Can My Firm Do Contextual Link Building On Its Own?

It's very possible to do this type of link building without hiring a contextual link building service. You can build contextual links on many different types of websites. Let's take reddit.com, which has been soaring in popularity throughout 2012 and looks to do the same in 2013, as an example. Reddit allows anyone to post links to content, and users of the website can vote a link up if they decide it is high-quality, and down if it is low quality. A contextual link building service may or may not post on websites like Reddit, but you can.

When you post to a website like Reddit or any other “Web 2.0” site as part of a contextual link building effort, you'll want to decide what your goals are ahead of time. Try making the kind of post advised by a typical contextual link building service: 250-500 words (trying to keep on the shorter end—people prefer shorter, more concise content!), with two or three links to your website.

Is a Contextual Link Building Service Worth It?

If you're having trouble finding places to do your contextual link building, you may want to hire a service to handle it for you.
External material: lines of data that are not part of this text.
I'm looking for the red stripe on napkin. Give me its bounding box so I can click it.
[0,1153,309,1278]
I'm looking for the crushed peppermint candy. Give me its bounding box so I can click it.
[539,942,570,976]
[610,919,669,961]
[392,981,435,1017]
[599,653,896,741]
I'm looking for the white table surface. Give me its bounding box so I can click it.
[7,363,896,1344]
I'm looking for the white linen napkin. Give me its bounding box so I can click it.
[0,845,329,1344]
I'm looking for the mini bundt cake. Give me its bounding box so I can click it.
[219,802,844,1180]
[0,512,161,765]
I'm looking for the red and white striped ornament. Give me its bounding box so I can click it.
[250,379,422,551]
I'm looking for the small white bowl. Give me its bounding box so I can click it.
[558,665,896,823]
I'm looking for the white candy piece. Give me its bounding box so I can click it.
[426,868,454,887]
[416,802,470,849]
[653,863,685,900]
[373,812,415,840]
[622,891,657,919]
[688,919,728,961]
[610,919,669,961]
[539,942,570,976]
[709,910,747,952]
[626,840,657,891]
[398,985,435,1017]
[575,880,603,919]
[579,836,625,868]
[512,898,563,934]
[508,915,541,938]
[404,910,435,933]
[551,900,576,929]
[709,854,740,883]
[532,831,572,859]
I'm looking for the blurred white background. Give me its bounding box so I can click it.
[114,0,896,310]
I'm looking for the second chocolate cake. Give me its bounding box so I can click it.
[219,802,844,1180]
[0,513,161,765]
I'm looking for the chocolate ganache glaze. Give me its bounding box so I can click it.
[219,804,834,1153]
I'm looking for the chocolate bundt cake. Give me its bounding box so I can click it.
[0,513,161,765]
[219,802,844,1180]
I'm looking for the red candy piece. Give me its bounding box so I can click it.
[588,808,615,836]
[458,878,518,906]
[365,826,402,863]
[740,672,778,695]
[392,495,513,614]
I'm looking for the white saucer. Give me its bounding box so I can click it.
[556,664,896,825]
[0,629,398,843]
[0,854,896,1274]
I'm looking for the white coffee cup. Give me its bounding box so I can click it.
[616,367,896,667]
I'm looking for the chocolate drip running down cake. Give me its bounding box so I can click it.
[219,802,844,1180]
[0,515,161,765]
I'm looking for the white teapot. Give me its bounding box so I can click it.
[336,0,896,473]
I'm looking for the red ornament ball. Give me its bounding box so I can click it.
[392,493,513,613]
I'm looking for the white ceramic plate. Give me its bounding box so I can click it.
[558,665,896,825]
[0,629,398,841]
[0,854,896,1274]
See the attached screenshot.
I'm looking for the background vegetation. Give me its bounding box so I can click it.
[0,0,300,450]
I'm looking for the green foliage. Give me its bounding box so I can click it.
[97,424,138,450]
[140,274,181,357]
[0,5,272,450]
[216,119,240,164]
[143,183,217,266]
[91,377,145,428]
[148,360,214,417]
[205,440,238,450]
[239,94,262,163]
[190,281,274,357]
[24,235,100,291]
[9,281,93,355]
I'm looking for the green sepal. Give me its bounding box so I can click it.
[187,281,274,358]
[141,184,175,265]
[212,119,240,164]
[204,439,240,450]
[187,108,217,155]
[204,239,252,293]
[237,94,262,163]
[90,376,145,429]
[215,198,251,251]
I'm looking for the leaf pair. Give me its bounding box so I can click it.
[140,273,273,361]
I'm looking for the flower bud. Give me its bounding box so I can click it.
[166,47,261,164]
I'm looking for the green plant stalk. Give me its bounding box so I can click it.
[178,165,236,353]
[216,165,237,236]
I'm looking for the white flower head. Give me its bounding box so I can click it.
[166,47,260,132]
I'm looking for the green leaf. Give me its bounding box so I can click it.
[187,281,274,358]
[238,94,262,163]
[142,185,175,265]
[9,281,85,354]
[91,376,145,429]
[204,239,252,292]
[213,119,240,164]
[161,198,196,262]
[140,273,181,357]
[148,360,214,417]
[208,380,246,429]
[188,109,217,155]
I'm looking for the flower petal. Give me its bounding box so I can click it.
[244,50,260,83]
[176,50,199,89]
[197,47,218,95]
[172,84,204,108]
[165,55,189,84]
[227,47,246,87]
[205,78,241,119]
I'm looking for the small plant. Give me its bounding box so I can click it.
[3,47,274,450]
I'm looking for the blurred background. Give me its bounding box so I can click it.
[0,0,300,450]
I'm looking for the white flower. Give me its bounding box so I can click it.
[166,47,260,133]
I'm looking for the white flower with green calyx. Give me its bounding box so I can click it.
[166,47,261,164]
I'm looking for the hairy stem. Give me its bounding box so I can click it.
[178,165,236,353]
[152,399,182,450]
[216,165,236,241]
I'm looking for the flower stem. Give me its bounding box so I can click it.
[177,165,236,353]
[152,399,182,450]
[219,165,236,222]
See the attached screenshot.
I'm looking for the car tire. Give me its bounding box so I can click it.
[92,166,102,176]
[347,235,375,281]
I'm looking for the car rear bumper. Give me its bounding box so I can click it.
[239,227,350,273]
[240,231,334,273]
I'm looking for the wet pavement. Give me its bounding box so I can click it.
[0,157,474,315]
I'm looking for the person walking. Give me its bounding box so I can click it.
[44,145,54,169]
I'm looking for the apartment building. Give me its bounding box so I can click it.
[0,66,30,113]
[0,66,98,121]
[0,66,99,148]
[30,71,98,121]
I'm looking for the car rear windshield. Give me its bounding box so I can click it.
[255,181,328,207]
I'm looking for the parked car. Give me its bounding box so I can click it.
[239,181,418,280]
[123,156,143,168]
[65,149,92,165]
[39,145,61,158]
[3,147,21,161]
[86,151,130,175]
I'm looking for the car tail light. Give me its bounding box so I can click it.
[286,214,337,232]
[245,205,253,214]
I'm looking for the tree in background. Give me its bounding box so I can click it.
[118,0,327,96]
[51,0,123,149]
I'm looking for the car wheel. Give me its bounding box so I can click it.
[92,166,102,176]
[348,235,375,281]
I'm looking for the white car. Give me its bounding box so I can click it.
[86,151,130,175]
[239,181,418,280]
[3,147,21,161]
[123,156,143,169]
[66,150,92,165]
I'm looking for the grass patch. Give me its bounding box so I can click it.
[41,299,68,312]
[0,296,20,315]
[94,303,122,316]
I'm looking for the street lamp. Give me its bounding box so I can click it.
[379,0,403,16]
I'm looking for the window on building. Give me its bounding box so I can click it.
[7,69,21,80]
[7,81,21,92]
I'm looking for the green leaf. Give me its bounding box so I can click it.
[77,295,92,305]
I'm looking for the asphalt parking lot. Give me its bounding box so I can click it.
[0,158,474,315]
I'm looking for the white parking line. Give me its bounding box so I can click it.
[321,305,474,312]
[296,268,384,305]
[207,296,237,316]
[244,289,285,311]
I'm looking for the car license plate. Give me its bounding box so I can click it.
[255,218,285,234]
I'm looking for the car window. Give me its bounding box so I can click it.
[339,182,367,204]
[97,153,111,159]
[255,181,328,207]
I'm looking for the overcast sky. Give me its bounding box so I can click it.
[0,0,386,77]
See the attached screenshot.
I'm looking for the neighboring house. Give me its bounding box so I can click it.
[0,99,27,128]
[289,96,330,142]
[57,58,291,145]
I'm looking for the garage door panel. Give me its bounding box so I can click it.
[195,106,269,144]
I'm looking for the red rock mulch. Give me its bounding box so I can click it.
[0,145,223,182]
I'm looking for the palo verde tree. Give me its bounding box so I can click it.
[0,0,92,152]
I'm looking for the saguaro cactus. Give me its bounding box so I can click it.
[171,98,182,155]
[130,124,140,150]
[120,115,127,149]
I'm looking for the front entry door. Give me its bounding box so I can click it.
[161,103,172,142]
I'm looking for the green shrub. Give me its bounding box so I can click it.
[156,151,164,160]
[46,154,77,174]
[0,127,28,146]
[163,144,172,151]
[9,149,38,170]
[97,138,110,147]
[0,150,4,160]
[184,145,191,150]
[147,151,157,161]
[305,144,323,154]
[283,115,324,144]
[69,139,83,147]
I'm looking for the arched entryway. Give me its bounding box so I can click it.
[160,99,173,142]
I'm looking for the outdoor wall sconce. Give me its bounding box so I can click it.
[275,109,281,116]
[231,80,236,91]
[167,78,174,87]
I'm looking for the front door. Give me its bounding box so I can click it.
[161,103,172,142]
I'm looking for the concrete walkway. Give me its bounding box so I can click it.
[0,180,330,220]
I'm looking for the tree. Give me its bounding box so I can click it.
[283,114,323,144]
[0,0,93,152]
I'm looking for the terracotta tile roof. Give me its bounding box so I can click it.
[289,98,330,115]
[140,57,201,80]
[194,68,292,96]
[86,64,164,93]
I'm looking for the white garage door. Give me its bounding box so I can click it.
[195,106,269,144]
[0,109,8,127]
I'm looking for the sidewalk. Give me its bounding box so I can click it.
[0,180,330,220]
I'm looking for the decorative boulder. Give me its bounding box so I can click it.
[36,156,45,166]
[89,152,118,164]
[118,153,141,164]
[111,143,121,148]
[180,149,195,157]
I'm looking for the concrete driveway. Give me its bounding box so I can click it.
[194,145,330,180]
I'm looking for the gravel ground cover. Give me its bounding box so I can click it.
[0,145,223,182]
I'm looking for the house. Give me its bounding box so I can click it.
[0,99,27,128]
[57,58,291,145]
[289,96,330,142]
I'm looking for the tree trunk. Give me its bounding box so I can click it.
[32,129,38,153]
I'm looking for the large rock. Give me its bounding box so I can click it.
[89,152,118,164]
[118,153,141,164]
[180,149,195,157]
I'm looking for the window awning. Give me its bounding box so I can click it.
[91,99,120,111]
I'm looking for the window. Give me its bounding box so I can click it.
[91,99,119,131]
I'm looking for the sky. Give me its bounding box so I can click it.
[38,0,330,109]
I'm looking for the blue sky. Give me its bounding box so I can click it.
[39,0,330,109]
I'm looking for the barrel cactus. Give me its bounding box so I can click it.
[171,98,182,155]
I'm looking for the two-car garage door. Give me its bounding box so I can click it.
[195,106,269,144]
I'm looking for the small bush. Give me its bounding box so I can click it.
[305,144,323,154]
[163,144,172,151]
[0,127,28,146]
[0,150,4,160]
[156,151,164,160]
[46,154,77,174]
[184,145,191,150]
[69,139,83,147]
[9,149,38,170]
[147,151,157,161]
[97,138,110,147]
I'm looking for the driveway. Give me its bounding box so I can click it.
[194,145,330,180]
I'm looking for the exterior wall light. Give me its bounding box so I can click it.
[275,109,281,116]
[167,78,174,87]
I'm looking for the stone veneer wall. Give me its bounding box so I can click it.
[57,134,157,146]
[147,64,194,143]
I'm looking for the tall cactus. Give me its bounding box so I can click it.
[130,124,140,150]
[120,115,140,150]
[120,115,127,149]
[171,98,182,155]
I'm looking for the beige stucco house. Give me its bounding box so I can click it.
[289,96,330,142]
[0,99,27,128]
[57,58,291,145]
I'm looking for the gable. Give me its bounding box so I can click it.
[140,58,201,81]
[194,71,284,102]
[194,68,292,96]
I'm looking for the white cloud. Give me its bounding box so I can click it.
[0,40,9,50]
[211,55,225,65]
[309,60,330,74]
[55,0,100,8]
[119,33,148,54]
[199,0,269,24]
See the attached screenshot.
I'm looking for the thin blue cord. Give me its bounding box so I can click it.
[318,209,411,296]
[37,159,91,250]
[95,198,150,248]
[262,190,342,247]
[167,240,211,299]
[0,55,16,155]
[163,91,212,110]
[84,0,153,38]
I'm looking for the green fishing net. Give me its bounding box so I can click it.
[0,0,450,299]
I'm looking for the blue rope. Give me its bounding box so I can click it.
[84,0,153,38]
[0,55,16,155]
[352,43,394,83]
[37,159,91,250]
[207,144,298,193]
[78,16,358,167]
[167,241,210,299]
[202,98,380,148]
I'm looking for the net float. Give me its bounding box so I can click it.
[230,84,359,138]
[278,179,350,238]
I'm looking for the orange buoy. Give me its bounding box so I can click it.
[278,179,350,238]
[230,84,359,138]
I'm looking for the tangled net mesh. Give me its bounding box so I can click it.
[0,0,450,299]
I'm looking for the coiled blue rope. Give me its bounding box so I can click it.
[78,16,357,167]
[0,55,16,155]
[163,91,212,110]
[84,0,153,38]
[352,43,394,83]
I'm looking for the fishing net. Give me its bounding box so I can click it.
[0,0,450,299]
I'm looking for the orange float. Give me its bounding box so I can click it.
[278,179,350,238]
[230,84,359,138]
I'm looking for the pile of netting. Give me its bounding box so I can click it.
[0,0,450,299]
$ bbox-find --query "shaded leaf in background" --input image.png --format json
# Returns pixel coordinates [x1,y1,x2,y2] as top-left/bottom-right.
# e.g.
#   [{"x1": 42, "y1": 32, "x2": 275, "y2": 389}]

A contextual link building service will find the best websites to put your content on—websites that already have a similar context to your own site and will give you the best quality backlinks possible.

There are a few reasons that you may want to avoid doing contextual link building on your own. If you don't have much SEO experience to begin with, it's probably true that even a mediocre contextual link building service will do a better job than you will—there's simply too much to learn for an amateur to become good at link building within days or weeks.

Contextual link building can also be tough because it involves knowing exactly the right kinds of websites and keeping up with the most up to date SEO trends. Hiring a contextual link building service means that you'll never need to worry about reading search engine marketing blogs to keep up—they'll do it for you.

While every contextual link building service is different, in terms of both experience and price, ideally you shouldn't choose a service based on price points alone. A cheap service may give you great results, or it might be using outdated contextual link building methods. Ask to see not only case studies, but recent case studies from your contextual link building service so that you can be sure that your service is doing the kinds of link building you want.

What is Tiered Contextual Link Building?

While traditional contextual link building works fairly well to improve search results, there are ways to improve upon it. For example, tiered link building is substantially more complex, but offers benefits for law firms. Tiered contextual link building requires not just building a back link to your own website, but also building additional backlinks that link to the backlink.

Why does this work? Because Google and other search engines are much more likely to believe that a contextual link occurred naturally when other websites are linking to it. When not only your content, but your links and tiered backlinks are high quality, you'll shoot to the top of search engine rankings.

Having a two-tiered contextual link building effort is great, but if you hire an experienced enough contextual link building service they may actually advise you to do three or even four tiered link building. This may seem like overkill, but some services have had great luck with this type of multi-tiered system.

Why Not Other Link Building Methods?

Because contextual link building can seem like such a challenge, you may be asking if there's a better way. The answer—perhaps unfortunately for some law firms—is no. Contextual link building offers unparalleled ability to control the message and keywords that your backlinks are using. If it's done right, it will look completely natural, and like part of traditional web marketing efforts rather than straight-up search engine optimization.

Other link building methods are often very obvious and are much easier for search engines not only to track, but also to shut down if too many websites begin using them. Contextual link building, on the other hand, is here to stay—it's simply too hard to detect when it's done well.